Rezension zu "Der Junge, der Träume schenkte" von Luca Di Fulvio


Die Geschichte eines Traums

"Der Junge, der Träume schenkte" von Luca Di Fulvio war für mich ein außergewöhnliches Buch, das mich absolut verzaubert hat.

Zum Inhalt: Die junge Italienerin Cetta verlässt Anfang des 20. Jahrhunderts mit ihrem kleinen Sohn Natale, der bei einer Vergewaltigung gezeugt wurde, ihre Heimat, um im fernen Amerika ein neues, besseres Leben zu beginnen. Doch auch in New York City haben es die beiden nicht leicht und leben inmitten von Kriminalität, Prostitution und Armut. Cetta muss fürchten, dass ihr Sohn, der von der Einwanderungsbehörde in "Christmas" umbenannt wurde, ebenfalls in die Unterwelt aus Gangs und Gewalt hinabgezogen wird. Doch Christmas verfügt über das besondere Talent, Menschen für sich einzunehmen, und als er als Teenager das Leben der jungen Ruth, Enkelin eines reichen jüdischen Geschäftsmannes, rettet, verbinden sich die Schicksale der beiden so unterschiedlichen Jugendlichen für immer...

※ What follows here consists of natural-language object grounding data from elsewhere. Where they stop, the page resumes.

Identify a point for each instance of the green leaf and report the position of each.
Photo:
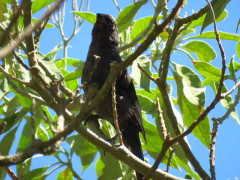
(99, 167)
(65, 175)
(199, 21)
(238, 49)
(208, 70)
(202, 49)
(26, 136)
(48, 25)
(218, 8)
(21, 72)
(39, 4)
(227, 102)
(75, 74)
(42, 133)
(139, 26)
(191, 101)
(87, 160)
(207, 81)
(24, 167)
(212, 35)
(187, 168)
(81, 146)
(62, 63)
(147, 105)
(35, 173)
(88, 16)
(3, 87)
(14, 118)
(191, 84)
(126, 16)
(6, 142)
(138, 75)
(25, 102)
(154, 141)
(51, 69)
(52, 54)
(232, 69)
(111, 163)
(11, 107)
(238, 24)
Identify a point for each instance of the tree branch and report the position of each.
(27, 31)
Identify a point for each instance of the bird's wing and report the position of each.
(125, 88)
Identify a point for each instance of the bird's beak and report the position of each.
(100, 18)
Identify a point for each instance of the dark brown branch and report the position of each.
(162, 85)
(154, 33)
(19, 60)
(219, 91)
(13, 21)
(27, 21)
(212, 148)
(115, 115)
(146, 74)
(12, 77)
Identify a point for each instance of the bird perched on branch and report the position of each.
(102, 52)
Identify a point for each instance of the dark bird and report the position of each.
(104, 46)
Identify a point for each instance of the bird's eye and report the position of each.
(109, 21)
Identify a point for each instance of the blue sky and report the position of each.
(228, 140)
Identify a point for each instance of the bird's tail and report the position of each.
(131, 138)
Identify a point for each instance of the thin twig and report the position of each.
(2, 126)
(20, 61)
(231, 108)
(212, 148)
(13, 77)
(13, 21)
(170, 159)
(231, 90)
(33, 119)
(27, 31)
(144, 72)
(11, 173)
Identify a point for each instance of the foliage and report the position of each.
(28, 113)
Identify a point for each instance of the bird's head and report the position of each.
(105, 31)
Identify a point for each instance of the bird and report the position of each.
(103, 51)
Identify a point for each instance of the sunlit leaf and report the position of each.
(218, 8)
(199, 21)
(138, 75)
(81, 146)
(212, 35)
(35, 173)
(48, 25)
(3, 87)
(208, 70)
(39, 4)
(202, 49)
(75, 74)
(238, 49)
(6, 142)
(139, 26)
(88, 16)
(66, 174)
(126, 16)
(191, 99)
(87, 160)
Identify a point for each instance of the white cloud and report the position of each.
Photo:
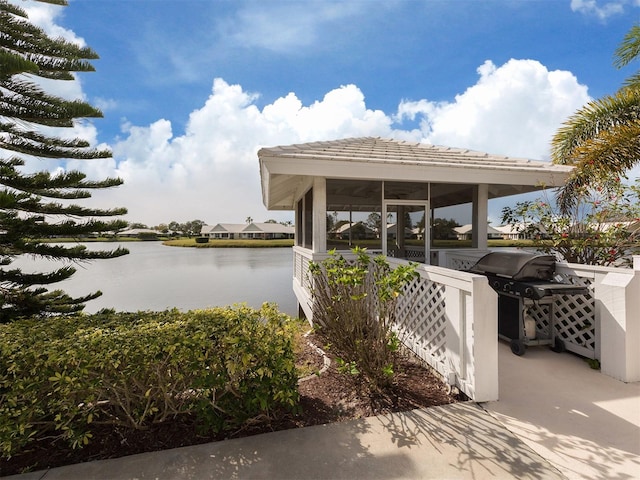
(601, 11)
(211, 171)
(512, 110)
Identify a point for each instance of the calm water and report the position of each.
(156, 277)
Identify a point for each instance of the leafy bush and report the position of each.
(224, 366)
(355, 308)
(601, 228)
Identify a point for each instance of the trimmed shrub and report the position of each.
(225, 366)
(354, 304)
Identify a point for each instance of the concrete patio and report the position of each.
(585, 423)
(556, 419)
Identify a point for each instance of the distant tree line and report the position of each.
(190, 228)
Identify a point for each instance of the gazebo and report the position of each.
(451, 322)
(396, 180)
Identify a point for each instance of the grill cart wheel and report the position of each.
(518, 347)
(558, 345)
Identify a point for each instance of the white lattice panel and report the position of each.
(575, 320)
(422, 321)
(541, 313)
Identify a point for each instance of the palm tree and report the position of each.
(602, 139)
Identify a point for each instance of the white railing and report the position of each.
(447, 318)
(604, 324)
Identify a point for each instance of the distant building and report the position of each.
(137, 232)
(464, 232)
(250, 231)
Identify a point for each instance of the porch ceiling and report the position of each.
(285, 169)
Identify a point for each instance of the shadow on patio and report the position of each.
(584, 422)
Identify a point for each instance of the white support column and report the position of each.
(480, 216)
(619, 297)
(319, 240)
(481, 339)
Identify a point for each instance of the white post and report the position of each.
(482, 339)
(319, 241)
(480, 216)
(619, 298)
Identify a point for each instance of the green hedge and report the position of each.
(223, 365)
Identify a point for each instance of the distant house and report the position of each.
(222, 231)
(139, 232)
(251, 231)
(513, 231)
(357, 230)
(268, 231)
(464, 232)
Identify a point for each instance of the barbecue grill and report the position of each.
(524, 281)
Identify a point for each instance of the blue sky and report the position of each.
(191, 89)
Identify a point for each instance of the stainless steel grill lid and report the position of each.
(516, 265)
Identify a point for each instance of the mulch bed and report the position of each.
(326, 398)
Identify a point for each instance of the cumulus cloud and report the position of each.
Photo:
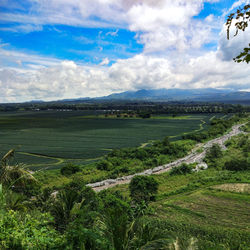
(67, 79)
(159, 24)
(170, 59)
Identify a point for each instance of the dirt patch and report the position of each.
(234, 187)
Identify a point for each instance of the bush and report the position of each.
(104, 165)
(143, 188)
(70, 169)
(237, 165)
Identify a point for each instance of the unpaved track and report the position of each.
(191, 158)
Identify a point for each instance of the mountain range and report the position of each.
(208, 95)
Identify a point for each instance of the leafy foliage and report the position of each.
(143, 189)
(242, 17)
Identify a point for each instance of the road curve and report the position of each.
(190, 158)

"Der Junge, der Träume schenkte" einzuordnen fällt gar nicht so leicht. Es ist eine Familiengeschichte, wird aber aus vielen Perspektiven erzählt, aus der Sicht von Personen, deren Leben sich vielleicht nur ein einziges Mal gekreuzt, aber dadurch dauerhaft beeinflusst haben. So verfolgt man insgesamt mindestens drei Schicksale genauer, das der jungen New Yorker Ruth und Christmas und des Verbrechers Bill, und wartet als Leser darauf, dass ihre Lebenswege, die sich teilweise sehr weit voneinander entfernen, wieder zusammentreffen. Dadurch entsteht eine wirkliche Fülle verschiedenster Handlungen und einer unheimlichen Dichte unterschiedlicher Stimmungen, die das Buch trotz seiner fast 800 Seiten nie langatmig werden lassen.

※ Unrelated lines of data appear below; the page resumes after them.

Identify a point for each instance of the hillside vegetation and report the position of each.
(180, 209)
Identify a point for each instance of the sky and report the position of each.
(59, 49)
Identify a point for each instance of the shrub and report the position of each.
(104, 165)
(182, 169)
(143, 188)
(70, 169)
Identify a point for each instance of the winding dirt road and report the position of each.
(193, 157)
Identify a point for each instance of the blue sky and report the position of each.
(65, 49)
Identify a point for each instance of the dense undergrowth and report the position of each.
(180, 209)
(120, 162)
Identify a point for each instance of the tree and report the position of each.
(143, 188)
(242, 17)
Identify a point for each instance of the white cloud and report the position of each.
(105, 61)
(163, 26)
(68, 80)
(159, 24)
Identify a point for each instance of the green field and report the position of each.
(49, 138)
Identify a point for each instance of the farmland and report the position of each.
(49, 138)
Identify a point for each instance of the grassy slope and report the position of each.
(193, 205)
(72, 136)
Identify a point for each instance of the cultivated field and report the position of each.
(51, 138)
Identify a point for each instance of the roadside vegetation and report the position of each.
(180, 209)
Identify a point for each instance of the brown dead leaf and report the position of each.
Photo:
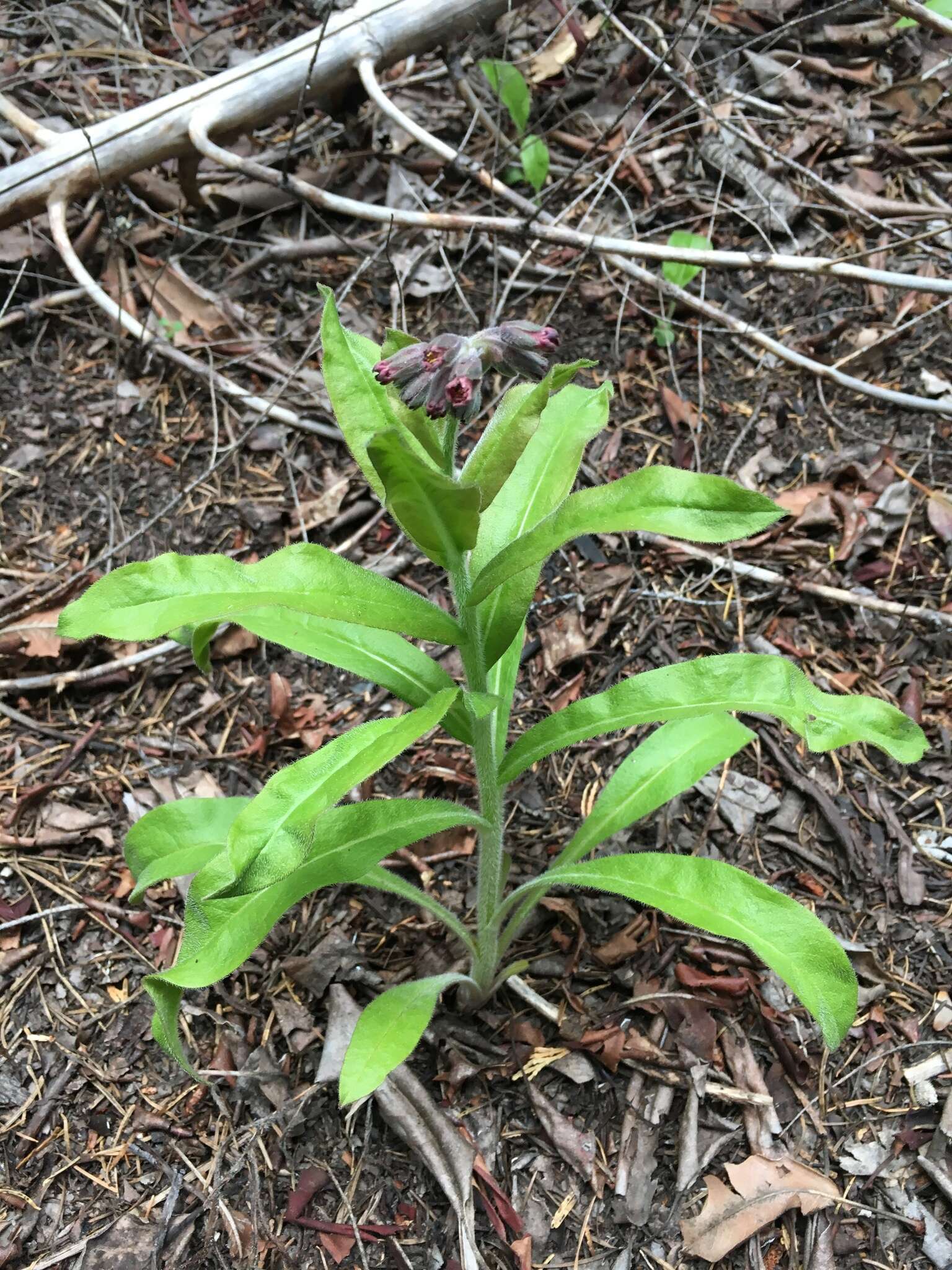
(190, 314)
(940, 513)
(575, 1146)
(624, 944)
(796, 500)
(558, 54)
(763, 1189)
(234, 642)
(325, 507)
(40, 634)
(569, 693)
(522, 1249)
(280, 695)
(337, 1246)
(563, 641)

In erster Linie erzählt der Roman allerdings die Geschichte eines amerikanischen Traums in Form des Lebensweges von Christmas, der als Italiener in einer armen Gegend in New York mit Gewalt, Rassenhass und Kriminalität konfrontiert wird und alles daran setzt sein Leben zu ändern, als er Ruth kennenlernt, die ihm alles bedeutet, in deren Welt er aber als der, der er ist, keinen Platz haben kann. Christmas profitiert dabei von seinem besonderen Charisma, das es ihm ermöglicht, Menschen für sich einzunehmen und zu beeinflussen. Sein größter Traum ist es als der "Amerikaner" gesehen zu werden, der er auf dem Papier auch ist, und nicht aufgrund seiner Herkunft immer nur als Italiener. Dieses zu jeder Zeit und auch heutzutage aktuelle Thema setzt der Autor meiner Meinung nach besonders eindrucksvoll um.

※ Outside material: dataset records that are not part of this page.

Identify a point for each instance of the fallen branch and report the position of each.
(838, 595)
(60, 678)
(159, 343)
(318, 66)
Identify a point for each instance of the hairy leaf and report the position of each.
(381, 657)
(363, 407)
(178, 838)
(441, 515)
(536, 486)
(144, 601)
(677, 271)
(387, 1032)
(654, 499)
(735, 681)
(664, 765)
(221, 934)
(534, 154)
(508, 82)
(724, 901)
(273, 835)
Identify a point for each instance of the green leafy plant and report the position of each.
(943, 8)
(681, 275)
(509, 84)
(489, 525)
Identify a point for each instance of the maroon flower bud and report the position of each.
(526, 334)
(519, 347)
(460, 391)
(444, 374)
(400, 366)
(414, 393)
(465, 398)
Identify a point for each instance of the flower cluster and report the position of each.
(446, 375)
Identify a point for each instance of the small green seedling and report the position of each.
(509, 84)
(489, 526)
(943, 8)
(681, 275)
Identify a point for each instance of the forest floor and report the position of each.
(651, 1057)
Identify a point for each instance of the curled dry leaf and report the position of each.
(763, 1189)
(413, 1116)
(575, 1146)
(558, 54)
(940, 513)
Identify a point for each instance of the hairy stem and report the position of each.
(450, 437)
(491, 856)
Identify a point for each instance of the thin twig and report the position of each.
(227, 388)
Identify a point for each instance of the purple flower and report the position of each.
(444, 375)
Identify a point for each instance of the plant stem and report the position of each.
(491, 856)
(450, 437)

Obwohl ich bei einer solchen Geschichte jede Menge Kitsch erwarte, den dieses Buch auch in Hülle und Fülle bietet, und ich kitschige Romane eigentlich nicht besonders mag, hat es mich bei "Der Junge, der Träume schenkte" überhaupt nicht gestört, sondern ganz im Gegenteil tief berührt und bis zur letzten Seite gefesselt. Denn dieser Roman ist nicht nur kitschig bis zum Happy End, er ist auch hart, ungeschönt brutal und voller mitreißender Schicksale. Die Charaktere sind vielfältig, auch die vermeintlich guten haben Ecken und Kanten, und verleihen dieser Geschichte sehr viel Tiefe - trotz Kitsch.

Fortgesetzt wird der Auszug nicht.